A SRª EMILIA FERNANDES - Muito obrigado, Senador.

O SR. PRESIDENTE (Ramez Tebet) - Senadora Emilia Fernandes, a importância do debate fez com que esta Presidência, em homenagem ao seu pronunciamento, permitisse a prorrogação do tempo que lhe é destinado na tribuna. Peço a V. Exª que encerre o seu pronunciamento, porque estamos com o tempo de sua permanência na tribuna ultrapassado em 17 minutos.

A SRª EMILIA FERNANDES - Vamos pedir a V. Exª um pouco mais de paciência, Sr. Presidente, até porque os apartes foram longos mas foram altamente enriquecedores para o nosso pronunciamento. Não vamos nos deter em respondê-los.

Queremos apenas dizer que o aparte do Senador Geraldo Melo vem exatamente acrescentar questionamentos.

Vamos avançar um pouco mais no pronunciamento e, logo em seguida, se for possível, daremos mais apartes.

Perguntávamos, então, por que a pressa na privatização. Por que prometer ou negociar benefícios para alguns Estados e não pensar o Brasil todo? Eu apenas discordaria do Senador Geraldo Melo quando diz que a primeira questão, para ele, essencialmente, é a do preço.

Pois eu vou mais além. Considero que a privatização da Vale do Rio Doce vai além da questão do preço, ela inclui a discussão da soberania, da independência e até da própria democracia neste País.

Ainda, rapidamente, lembraríamos a participação, na empresa, de grupos internacionais.

Estão certos, por outro lado, aqueles que questionam se a empresa, sob o controle externo, continuará mantendo-se como a importante agência de desenvolvimento econômico, social e cultural nas regiões onde atua.

Uma grande corporação, com matriz no exterior, movida apenas pelo interesse do lucro global, reempregará parte dos seus ganhos no incentivo da saúde, da educação, da cultura, da preservação do meio-ambiente ou de outras atividades produtivas no País, como é feito hoje pela empresa?

Não seria mais correto, mais coerente para com os interesses nacionais, que se fizessem as correções que porventura fossem necessárias na empresa, os enxugamentos, enfim, para que ela produzisse ainda mais benefícios para o conjunto do povo brasileiro?

Nesse sentido, este debate, bem como as suas conseqüências, não é apenas de interesse das regiões onde a empresa tem atuação, mas é um tema de repercussão nacional, na medida em que a desnacionalização da Companhia Vale do Rio Doce traz prejuízos para toda a sociedade brasileira.

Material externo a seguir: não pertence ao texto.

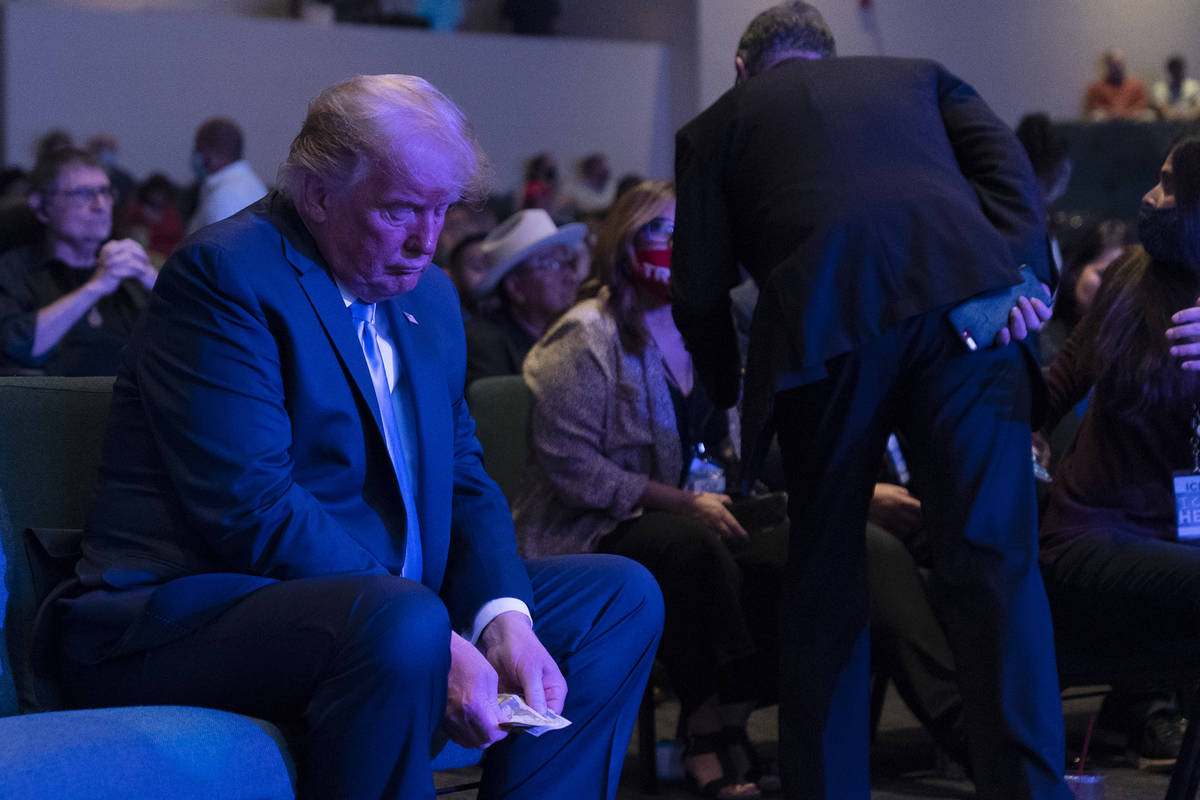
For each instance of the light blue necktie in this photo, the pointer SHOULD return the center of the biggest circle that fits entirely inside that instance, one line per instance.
(364, 322)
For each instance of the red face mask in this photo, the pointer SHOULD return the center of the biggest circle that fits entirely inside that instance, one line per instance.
(652, 271)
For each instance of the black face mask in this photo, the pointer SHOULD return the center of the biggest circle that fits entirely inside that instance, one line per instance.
(1162, 234)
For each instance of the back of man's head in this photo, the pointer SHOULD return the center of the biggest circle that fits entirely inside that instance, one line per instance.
(220, 137)
(365, 121)
(791, 28)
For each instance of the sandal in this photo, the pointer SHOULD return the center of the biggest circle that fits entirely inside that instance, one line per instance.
(721, 788)
(759, 769)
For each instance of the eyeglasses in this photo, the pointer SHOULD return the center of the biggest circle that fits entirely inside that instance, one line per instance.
(658, 229)
(85, 194)
(547, 264)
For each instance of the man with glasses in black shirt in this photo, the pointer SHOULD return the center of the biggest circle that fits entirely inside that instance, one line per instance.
(69, 301)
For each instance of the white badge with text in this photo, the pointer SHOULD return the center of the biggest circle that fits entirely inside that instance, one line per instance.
(1187, 506)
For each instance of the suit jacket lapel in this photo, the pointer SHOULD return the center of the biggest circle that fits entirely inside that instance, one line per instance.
(417, 358)
(327, 301)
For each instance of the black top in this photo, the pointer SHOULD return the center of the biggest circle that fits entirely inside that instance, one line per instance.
(1116, 473)
(697, 421)
(30, 281)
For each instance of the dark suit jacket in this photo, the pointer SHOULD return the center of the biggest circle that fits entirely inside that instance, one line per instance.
(244, 445)
(858, 192)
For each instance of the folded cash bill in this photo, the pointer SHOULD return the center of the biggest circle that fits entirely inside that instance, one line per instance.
(516, 714)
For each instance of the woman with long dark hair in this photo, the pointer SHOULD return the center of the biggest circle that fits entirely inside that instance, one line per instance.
(1117, 573)
(617, 414)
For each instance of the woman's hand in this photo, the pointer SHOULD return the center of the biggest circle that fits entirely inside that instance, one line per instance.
(1185, 336)
(713, 510)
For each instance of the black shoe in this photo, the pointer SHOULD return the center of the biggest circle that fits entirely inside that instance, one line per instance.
(1159, 740)
(727, 787)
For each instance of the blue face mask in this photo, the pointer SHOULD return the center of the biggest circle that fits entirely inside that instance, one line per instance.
(1161, 232)
(198, 167)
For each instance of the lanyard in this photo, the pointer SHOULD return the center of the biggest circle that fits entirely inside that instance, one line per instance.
(1195, 437)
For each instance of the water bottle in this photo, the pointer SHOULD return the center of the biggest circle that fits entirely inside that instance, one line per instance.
(703, 473)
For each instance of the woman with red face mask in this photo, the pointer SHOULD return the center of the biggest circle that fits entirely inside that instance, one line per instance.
(618, 427)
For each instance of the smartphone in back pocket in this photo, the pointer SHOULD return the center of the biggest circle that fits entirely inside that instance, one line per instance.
(977, 320)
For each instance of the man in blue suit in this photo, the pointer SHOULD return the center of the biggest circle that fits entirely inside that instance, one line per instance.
(293, 518)
(868, 197)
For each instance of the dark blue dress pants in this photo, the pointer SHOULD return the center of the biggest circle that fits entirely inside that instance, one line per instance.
(360, 665)
(966, 419)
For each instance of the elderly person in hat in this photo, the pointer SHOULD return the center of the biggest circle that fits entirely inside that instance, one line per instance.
(617, 415)
(531, 268)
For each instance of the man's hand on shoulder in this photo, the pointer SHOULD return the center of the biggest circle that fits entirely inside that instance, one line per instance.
(522, 663)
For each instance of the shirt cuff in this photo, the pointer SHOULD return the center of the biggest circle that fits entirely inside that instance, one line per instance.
(493, 608)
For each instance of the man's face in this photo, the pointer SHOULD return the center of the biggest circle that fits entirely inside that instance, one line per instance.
(544, 284)
(379, 234)
(78, 209)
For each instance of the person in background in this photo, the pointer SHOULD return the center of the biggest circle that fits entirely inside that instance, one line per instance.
(69, 302)
(228, 182)
(1097, 248)
(617, 422)
(541, 187)
(1179, 96)
(467, 268)
(1119, 570)
(532, 270)
(1115, 95)
(153, 217)
(103, 148)
(593, 190)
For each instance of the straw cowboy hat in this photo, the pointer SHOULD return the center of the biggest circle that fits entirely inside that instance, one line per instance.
(519, 238)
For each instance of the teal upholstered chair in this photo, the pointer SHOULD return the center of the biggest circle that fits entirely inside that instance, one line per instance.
(51, 433)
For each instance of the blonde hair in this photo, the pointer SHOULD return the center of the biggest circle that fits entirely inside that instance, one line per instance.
(615, 244)
(358, 122)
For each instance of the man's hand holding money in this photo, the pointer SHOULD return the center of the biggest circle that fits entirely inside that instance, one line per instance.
(509, 659)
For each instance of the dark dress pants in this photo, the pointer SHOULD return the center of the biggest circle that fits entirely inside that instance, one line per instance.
(966, 417)
(1119, 593)
(361, 663)
(721, 605)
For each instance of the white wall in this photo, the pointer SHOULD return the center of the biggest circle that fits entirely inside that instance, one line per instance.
(1020, 54)
(151, 77)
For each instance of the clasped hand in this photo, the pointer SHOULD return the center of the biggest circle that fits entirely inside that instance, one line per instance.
(509, 659)
(120, 259)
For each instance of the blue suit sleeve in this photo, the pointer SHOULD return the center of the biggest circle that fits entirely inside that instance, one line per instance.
(214, 396)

Ainda é uma inverdade afirmar que, entregando nossos minérios, ou qualquer outro patrimônio público, estaremos abrindo as portas para a entrada de novos investimentos ou para a transferência de tecnologias de ponta para o País.

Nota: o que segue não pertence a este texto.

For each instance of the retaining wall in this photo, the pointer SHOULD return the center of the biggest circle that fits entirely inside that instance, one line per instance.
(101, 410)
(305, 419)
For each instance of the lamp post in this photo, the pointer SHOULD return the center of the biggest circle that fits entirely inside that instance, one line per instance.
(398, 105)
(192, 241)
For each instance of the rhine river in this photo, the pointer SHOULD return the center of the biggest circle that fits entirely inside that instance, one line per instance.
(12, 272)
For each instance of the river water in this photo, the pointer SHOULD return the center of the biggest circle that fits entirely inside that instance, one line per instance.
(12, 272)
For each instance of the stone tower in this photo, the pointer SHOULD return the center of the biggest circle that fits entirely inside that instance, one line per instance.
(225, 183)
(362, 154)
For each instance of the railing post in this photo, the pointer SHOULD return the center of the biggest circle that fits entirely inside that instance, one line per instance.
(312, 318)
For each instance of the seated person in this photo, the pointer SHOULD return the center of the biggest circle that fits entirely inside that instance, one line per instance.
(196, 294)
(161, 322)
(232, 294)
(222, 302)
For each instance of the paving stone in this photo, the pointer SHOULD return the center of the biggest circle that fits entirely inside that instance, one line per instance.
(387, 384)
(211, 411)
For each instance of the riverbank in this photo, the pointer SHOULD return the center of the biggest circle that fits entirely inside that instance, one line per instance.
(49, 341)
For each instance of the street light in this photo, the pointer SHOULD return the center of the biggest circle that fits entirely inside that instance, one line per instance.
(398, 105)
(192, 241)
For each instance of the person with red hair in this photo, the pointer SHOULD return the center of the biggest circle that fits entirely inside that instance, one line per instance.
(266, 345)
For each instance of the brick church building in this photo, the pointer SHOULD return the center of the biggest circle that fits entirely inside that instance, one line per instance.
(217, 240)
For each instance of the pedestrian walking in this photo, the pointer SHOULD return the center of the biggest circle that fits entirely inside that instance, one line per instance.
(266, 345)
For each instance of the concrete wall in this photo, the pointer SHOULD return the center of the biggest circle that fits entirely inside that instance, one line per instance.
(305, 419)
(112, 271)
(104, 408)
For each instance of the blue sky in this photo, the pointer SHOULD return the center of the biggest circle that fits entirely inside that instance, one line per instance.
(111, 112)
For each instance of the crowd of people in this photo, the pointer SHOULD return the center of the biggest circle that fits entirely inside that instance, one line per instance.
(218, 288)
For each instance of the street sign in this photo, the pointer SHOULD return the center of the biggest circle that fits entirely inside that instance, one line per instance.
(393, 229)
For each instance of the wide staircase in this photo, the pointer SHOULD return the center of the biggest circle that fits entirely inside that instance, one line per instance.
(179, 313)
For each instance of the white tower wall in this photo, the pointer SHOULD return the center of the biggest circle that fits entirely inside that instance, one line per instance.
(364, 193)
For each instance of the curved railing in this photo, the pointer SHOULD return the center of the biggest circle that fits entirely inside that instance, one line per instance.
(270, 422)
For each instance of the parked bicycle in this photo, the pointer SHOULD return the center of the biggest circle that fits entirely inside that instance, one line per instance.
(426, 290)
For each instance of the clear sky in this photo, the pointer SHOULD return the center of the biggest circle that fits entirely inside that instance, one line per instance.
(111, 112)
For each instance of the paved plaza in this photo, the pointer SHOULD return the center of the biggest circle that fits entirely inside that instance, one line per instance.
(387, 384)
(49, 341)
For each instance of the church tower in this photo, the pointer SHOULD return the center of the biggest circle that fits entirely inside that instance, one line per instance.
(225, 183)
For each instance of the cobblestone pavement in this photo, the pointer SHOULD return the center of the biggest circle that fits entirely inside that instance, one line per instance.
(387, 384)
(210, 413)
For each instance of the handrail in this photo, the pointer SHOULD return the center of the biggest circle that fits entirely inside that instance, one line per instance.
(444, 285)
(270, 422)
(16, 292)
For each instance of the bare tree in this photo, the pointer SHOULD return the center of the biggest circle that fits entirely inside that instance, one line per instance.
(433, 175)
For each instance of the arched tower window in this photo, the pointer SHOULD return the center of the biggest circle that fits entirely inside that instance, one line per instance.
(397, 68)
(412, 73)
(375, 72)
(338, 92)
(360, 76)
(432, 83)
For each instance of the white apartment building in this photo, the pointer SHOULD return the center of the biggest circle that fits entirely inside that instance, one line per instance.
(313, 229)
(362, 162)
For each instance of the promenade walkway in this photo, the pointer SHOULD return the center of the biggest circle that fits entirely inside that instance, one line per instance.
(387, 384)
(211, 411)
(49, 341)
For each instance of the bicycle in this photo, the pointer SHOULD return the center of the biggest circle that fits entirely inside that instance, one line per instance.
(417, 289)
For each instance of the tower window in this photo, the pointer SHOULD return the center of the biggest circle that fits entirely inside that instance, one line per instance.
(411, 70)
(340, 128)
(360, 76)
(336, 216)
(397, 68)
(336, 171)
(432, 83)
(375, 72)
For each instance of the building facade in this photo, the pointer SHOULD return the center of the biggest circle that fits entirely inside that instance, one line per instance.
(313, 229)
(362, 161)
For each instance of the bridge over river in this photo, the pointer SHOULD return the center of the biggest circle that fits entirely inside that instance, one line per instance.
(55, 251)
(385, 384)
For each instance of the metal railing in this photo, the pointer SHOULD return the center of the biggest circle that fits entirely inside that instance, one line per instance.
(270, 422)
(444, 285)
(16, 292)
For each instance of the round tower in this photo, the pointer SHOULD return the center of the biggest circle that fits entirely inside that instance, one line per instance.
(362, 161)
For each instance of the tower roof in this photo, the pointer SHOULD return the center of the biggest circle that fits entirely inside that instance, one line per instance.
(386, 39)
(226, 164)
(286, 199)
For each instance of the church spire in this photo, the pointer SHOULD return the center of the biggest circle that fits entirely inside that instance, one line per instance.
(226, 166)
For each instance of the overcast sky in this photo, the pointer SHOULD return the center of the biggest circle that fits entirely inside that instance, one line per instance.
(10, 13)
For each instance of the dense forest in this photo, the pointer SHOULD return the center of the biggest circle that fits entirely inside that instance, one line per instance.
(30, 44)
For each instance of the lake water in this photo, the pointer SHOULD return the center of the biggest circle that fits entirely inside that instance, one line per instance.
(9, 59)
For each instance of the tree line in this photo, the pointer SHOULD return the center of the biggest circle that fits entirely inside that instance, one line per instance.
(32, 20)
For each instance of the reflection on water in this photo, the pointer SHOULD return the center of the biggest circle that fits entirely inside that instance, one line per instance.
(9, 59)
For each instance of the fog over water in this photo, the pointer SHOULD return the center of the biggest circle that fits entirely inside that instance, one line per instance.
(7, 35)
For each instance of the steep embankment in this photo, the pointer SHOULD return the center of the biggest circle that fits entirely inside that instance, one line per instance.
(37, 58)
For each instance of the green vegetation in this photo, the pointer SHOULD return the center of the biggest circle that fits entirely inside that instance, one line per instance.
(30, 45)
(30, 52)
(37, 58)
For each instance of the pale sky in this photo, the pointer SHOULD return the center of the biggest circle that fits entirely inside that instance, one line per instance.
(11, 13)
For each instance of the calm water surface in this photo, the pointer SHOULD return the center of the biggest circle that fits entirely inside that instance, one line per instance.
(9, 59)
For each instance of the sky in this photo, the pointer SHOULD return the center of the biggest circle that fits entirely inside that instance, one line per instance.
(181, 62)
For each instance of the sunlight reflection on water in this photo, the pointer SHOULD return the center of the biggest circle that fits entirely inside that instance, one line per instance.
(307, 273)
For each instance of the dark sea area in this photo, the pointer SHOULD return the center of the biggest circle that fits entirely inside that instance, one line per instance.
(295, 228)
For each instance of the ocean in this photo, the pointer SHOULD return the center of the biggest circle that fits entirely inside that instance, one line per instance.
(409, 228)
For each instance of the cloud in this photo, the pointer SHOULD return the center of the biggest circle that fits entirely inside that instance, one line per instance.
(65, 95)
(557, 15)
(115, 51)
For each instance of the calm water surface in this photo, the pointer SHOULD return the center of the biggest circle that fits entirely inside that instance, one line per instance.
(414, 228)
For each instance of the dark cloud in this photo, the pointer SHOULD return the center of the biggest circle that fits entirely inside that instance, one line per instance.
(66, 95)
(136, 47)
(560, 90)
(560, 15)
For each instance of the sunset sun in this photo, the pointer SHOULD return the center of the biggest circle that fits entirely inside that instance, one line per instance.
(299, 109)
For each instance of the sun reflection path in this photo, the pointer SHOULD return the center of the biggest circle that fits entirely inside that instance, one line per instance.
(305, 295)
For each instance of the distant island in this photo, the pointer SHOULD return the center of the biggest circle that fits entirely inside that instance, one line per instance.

Até o momento, esse artifício, além de aumentar as taxas de juros, e quebrar a indústria nacional, tem somente promovido uma intensa desnacionalização do parque industrial brasileiro.

Aquilo a que estamos assistindo, e os jornais estão a divulgar isso seguidamente, são empresas brasileiras, como a Metal Leve, para citar um exemplo, sendo adquiridas pelo capital estrangeiro, sem que isso resulte em novas plantas industriais ou mais empregos.

Quanto à transferência de tecnologia, no caso da Companhia Vale do Rio Doce, tal argumento demonstra total falta de conhecimento, ou uma profunda má-fé para com a empresa, exemplo de eficiência e desenvolvimento tecnológico para todo o mundo.

A venda da Companhia Vale do Rio Doce para "fazer caixa", reduzir o volume do principal da dívida externa, e pagar menos juros e serviços, vem a ser o mais injustificável argumento da privatização da empresa.

Apenas para dimensionar a insensatez dessa tese, segundo dados oficiais, nos primeiros 10 meses deste ano, o Governo já enviou para o exterior um total de US$8,2 bilhões, a título de pagamento de juros e de serviços da dívida externa - ou seja, quase uma Companhia Vale do Rio Doce, de acordo com a avaliação oficial.

Diante disso, é incompreensível que alguém de bom senso, em dificuldades financeiras, pretenda se desfazer exatamente daquele patrimônio que, além de não lhe trazer prejuízo, ainda lhe proporciona ganhos imediatos, e, a médio e longo prazo, pode ser fator de discussão, no nível que estamos inclusive propondo.

Sr. Presidente, não quero abusar da boa vontade de V. Exª, portanto vou dar como lido o meu pronunciamento.

Poderemos até voltar numa outra oportunidade para detalhar e explicitar algumas questões, mas gostaríamos de concluir dizendo que, em momentos bem mais difíceis da vida nacional, os governantes do nosso País tiveram capacidade para avaliar e tirar proveito da situação trazendo conquistas para o Brasil, como pudemos ver em momentos em que foram discutidos outros temas nacionais.

Nenhum país do mundo, em momento algum, por mais graves que fossem as suas dificuldades, abriu mão dos seus principais instrumentos de desenvolvimento econômico e de conquista de melhores condições de vida para o seu povo.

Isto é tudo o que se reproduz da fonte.